The £5bn Large Hadron Collider (LHC) is intended to smash protons - one of the building blocks of matter - into each other
Repairing the Large Hadron Collider (LHC) near Geneva will cost almost £14m ($21m) and "realistically" take until at least next summer to start back up.
An electrical failure shut the £3.6bn ($6.6bn) machine down in September.
The European Organization for Nuclear Research (Cern) thought it would only be out of action until November but the damage was worse than expected.
It is hoped repairs will be completed by May or early June with the machine restarted at the end of June or later.
Cern spokesman James Gillies said: "If we can do it sooner, all well and good.
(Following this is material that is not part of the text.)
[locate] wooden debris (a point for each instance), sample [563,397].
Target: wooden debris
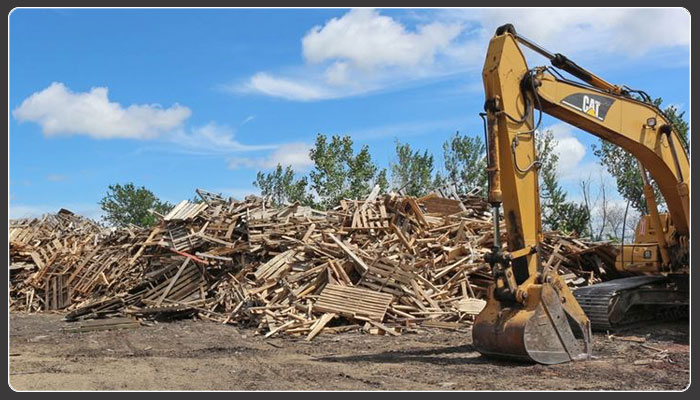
[384,262]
But I think we can do it realistically (in) early summer."
The LHC was built to smash protons together at huge speeds, recreating conditions moments after the Big Bang, and scientists hope it will shed light on fundamental questions in physics.
The fault occurred just nine days after it was turned on with Cern blaming the shutdown on the failure of a single, badly soldered electrical connection in one of its super-cooled magnet sections.
The collider operates at temperatures colder than outer space for maximum efficiency and experts needed to gradually warm the damaged section to assess it.
"Now the sector is warm so they are able to go in and physically look at each of the interconnections," Mr Gillies told Associated Press.
The cost of the work will fall within the Cern's existing budget.
Dr Lyn Evans, the Welsh-born project director has called the collider "a discovery machine, the most sophisticated scientific instrument of our time."